= Free City of Besançon =

Holy Roman Empire free imperial city

The Free City of Besançon was a self-governing free city surrounded by Franche-Comté.

After losing its status as a free imperial city within the Holy Roman Empire in 1654, the City of Besançon refused to recognise the sovereignty of a new protector, whether the king of France or Spain, until Louis XIV dissolved the municipal government in 1676. The government comprised only a tiny area around the City of Besançon in the Franche-Comté, which meant that it had limited independence although it had considerable internal autonomy and still tried to claim neutrality.

== History ==

=== Within the Holy Roman Empire ===

Besançon became part of the Holy Roman Empire in 1034 as the Archbishopric of Besançon, and in 1184 it gained autonomy as a free imperial city under Frederick I, Holy Roman Emperor. The town slowly sought the protection of a number of outside protectors, or captains, such as Philip the Good, Duke of Burgundy. After the marriage of Mary of Burgundy to Maximilian I, Holy Roman Emperor in 1477, the city treated the Habsburgs as its protectors.

When Franche-Comté passed to Philip II of Spain in 1555, Besançon remained a free imperial city.

=== Loss of Imperial status ===
The city lost its status as a free imperial city in 1651 as a reparation for other losses that the Spanish had suffered in the Thirty Years' War. After some resistance, this was finally confirmed by Besançon in 1654, although the city kept a high degree of internal autonomy.

=== Disputes with France ===
In 1667 Louis XIV claimed Franche-Comté as a consequence of his marriage to Marie-Thérèse of Spain. As part of the War of Devolution, French troops arrived in the area in 1688. The town authorities tried to argue that it was neutral in any hostilities as it was an Imperial City, something that the French commander, the Prince de Conde, rejected as archaic. The French agreed to very generous surrender terms with the town authorities, which included transferring the university from the then still recalcitrant Dole. There were also rumours that the regional Parlement may be transferred from Dole. The City also laid down that it would be left the relic of a fragment of the holy winding sheet, and that Protestants should not have liberty of conscience in the same way as they then had in the rest of France.

While the city was in French hands, the famed military engineer Sébastien Le Prestre de Vauban visited Besançon and drew up plans for its fortification. The Treaty of Aix-la-Chapelle returned the city to Spain within a matter of months, in return for the town of Frankenthal.

The Spaniards built the main centre point of the city's defences, "la Citadelle", siting it on Mont St. Etiene, which closes the neck of the bend in the river that encloses the old city. In their construction, they followed Vauban's designs.

From this time onwards, a large pro-French faction grew among some of the city.

=== Surrender to the French ===
The city was to finally lose its autonomy as a result of the Franco-Dutch War starting in 1672, where the Habsburgs took the side of the Dutch and so were to lose control of Franche-Comté and Besançon. After a siege of the city, French troops occupied the city in 1674, although they agreed to allow Besançon to keep its privileges.

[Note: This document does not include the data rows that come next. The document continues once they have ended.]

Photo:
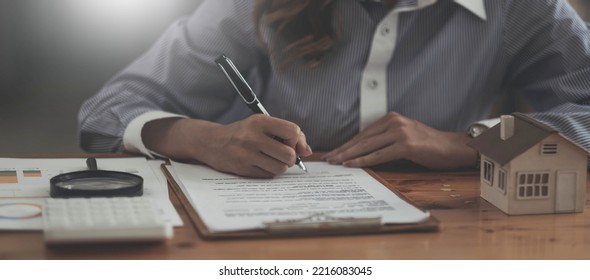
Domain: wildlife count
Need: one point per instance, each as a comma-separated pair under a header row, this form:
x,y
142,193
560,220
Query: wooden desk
x,y
472,229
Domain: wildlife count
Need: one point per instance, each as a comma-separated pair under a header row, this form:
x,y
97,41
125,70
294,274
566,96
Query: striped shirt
x,y
444,63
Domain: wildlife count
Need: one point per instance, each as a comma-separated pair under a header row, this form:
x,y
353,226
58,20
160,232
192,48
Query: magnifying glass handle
x,y
91,163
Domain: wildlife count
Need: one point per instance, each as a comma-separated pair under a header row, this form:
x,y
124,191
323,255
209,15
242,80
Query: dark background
x,y
56,53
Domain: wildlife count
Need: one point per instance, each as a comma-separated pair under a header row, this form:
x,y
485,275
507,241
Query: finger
x,y
302,148
288,132
379,127
363,147
389,153
270,164
278,151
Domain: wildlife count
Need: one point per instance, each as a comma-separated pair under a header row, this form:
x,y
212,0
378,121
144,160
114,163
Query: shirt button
x,y
385,30
373,84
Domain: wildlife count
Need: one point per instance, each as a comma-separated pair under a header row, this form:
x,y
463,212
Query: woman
x,y
369,81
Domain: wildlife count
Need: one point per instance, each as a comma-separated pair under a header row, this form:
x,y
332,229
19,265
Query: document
x,y
229,203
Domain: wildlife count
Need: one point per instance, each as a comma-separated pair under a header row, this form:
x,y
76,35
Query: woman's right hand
x,y
247,147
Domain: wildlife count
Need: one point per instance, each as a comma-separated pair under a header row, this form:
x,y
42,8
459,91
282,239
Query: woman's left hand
x,y
396,137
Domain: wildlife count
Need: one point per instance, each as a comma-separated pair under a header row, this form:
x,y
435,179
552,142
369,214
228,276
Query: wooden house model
x,y
529,168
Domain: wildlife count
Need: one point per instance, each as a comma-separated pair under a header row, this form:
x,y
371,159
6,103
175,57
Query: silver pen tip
x,y
302,166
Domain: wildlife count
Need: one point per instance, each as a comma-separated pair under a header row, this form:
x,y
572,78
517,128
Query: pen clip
x,y
236,79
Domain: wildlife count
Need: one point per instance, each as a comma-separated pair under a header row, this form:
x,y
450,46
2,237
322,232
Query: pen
x,y
246,92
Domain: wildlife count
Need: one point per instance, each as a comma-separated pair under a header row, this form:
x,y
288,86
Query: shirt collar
x,y
477,7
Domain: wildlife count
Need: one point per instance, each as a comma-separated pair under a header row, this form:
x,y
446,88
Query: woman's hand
x,y
247,147
395,137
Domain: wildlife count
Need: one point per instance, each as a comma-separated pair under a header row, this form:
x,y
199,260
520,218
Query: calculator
x,y
99,220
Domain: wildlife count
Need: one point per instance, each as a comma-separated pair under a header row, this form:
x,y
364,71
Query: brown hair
x,y
305,27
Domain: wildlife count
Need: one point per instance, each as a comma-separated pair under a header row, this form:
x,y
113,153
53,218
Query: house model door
x,y
565,191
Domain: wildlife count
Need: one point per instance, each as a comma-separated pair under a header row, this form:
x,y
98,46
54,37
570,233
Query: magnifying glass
x,y
95,183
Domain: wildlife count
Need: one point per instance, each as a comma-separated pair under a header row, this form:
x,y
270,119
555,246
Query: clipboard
x,y
315,225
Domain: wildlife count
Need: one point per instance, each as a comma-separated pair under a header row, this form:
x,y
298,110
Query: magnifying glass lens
x,y
96,184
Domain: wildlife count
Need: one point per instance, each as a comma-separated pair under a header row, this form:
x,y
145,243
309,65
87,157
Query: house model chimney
x,y
506,127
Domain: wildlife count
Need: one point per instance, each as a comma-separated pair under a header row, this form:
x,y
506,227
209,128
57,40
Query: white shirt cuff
x,y
489,122
132,140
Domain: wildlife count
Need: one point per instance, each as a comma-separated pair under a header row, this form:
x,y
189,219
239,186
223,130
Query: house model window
x,y
488,172
502,181
533,185
549,149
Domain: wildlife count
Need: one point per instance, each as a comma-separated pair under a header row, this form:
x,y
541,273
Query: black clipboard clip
x,y
321,222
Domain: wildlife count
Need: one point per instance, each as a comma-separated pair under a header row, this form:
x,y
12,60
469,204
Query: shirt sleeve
x,y
174,76
548,47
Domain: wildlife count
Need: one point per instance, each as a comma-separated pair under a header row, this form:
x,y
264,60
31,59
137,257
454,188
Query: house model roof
x,y
527,133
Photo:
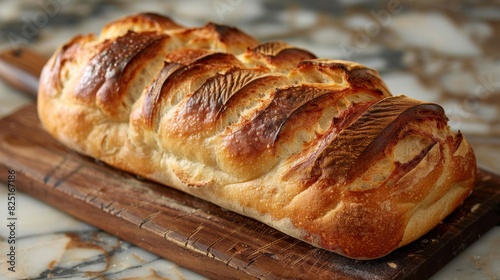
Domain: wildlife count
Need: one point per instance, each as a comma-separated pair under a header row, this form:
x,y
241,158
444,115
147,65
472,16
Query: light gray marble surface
x,y
444,53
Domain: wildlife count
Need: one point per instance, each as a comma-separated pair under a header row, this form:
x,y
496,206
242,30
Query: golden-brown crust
x,y
317,148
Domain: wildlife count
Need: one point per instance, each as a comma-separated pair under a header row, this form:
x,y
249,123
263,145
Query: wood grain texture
x,y
204,237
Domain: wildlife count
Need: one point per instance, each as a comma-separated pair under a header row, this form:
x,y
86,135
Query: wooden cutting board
x,y
204,237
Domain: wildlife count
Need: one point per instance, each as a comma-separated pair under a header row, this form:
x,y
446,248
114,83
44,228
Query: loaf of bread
x,y
316,148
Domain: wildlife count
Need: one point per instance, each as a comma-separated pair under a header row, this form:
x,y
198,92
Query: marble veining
x,y
439,51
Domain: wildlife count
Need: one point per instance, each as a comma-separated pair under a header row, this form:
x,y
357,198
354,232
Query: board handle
x,y
21,68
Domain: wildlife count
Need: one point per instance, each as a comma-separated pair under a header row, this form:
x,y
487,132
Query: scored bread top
x,y
317,148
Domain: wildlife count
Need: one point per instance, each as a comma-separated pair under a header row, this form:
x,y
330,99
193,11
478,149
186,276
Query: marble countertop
x,y
443,52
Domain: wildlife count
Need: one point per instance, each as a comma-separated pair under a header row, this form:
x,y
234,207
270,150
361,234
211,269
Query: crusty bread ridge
x,y
317,148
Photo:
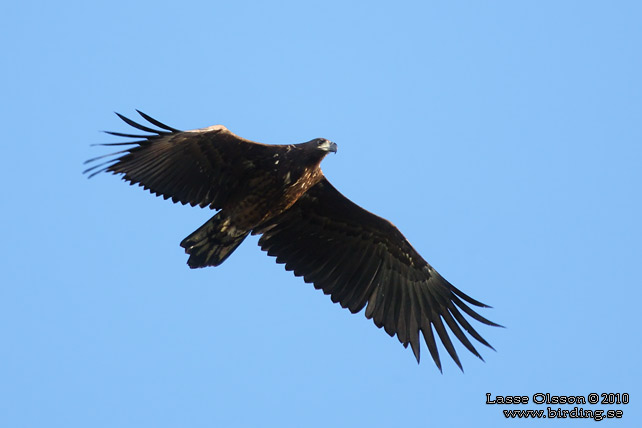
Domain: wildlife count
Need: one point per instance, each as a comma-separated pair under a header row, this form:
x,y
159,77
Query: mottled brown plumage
x,y
279,191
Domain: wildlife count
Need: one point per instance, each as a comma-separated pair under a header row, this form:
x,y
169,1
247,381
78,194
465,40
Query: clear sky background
x,y
503,138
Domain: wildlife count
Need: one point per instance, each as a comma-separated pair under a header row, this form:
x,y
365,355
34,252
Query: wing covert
x,y
199,167
361,259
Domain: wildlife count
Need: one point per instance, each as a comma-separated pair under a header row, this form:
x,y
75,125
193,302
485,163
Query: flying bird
x,y
279,192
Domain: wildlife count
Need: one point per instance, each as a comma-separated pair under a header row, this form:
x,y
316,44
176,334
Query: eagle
x,y
279,192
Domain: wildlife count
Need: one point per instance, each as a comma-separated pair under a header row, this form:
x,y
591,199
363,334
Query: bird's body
x,y
279,191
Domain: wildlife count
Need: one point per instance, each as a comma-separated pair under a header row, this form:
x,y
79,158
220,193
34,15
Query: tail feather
x,y
212,243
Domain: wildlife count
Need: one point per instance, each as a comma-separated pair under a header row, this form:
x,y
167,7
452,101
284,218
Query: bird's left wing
x,y
202,167
359,258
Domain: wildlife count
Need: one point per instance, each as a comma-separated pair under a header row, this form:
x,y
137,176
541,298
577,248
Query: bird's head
x,y
323,145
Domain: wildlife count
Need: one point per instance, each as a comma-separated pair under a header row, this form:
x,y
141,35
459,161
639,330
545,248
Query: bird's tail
x,y
213,242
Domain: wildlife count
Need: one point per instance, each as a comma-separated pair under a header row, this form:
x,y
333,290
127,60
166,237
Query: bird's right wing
x,y
359,258
199,167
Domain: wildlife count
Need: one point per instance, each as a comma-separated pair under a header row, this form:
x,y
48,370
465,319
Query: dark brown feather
x,y
319,238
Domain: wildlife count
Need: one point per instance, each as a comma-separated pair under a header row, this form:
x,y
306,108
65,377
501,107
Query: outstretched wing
x,y
359,258
200,167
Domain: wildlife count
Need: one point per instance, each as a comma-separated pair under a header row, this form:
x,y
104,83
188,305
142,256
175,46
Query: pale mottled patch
x,y
209,129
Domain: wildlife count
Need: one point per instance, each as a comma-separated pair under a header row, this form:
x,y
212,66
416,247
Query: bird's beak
x,y
332,147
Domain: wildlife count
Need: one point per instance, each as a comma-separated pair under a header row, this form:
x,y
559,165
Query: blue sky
x,y
503,139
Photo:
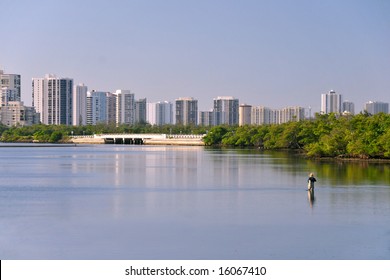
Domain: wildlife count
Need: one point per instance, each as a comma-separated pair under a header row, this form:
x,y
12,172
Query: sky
x,y
264,52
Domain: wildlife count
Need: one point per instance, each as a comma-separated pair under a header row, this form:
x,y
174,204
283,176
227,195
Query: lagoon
x,y
170,202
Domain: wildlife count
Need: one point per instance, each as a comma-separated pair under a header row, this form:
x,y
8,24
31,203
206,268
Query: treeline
x,y
62,133
359,136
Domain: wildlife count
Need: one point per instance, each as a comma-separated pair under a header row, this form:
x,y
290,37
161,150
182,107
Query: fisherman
x,y
310,181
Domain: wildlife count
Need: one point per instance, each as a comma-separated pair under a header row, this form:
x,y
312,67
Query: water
x,y
165,202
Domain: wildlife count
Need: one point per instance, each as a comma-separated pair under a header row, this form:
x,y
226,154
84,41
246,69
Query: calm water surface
x,y
163,202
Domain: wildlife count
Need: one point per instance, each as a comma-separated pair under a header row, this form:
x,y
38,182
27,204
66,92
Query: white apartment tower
x,y
96,107
226,110
80,104
348,107
186,111
261,115
245,114
375,107
52,98
125,107
331,103
10,89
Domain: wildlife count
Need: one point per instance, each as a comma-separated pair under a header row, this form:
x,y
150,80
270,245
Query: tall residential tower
x,y
52,98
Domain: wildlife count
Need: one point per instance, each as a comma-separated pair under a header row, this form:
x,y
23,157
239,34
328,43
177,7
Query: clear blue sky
x,y
265,52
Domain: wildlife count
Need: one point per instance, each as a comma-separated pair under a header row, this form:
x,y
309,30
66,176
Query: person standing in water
x,y
310,182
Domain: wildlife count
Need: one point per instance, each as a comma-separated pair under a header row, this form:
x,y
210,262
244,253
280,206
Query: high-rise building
x,y
15,113
10,88
151,113
245,112
111,107
140,111
206,118
164,113
80,104
348,107
96,107
290,114
226,110
160,113
52,97
331,103
261,115
125,107
375,107
186,111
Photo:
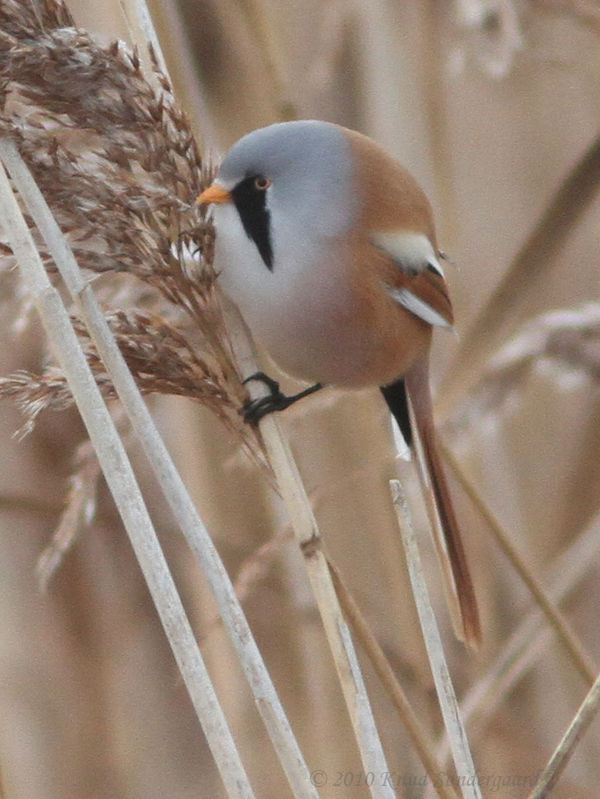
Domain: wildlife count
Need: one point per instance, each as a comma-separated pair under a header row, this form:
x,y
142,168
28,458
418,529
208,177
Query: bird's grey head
x,y
291,183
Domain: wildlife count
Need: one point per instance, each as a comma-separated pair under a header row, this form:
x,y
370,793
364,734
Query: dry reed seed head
x,y
79,511
117,161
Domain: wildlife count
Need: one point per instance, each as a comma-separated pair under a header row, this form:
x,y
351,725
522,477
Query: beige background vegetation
x,y
491,117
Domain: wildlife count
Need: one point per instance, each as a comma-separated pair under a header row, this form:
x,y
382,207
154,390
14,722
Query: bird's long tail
x,y
457,578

In 1676 the French authorities wound up the magistracy, the democratic form of government of Besançon, on the instructions of Louis XIV. A baillarge court was set up in its stead. As compensation for losing its self-government, the city became the administrative centre for Franche-Comté, with the Parlement of Besançon administering the area, replacing the Parlement of Dole. French control was confirmed in 1678 by the Treaty of Nijmegen.

== Institutions ==
Unlike most Free Imperial Cities which gradually became oligarchies, Besançon had a very democratic form of government and municipal institutions. The government consisted of 28 councillors elected every year by the seven parishes. These, in turn, chose 14 governors, who dealt with the day-to-day business. The main business was dealt with by both councillors and governors sitting together. There was also a provision for a general assembly of citizens in very important cases.

The protector — first the Dukes of Burgundy and then the Austrian and Spanish Habsburgs, and for two years the King of France — had the right to appoint a president for the governors and the commander of the soldiers who guarded the ramparts. The protector was never recognised as sovereign.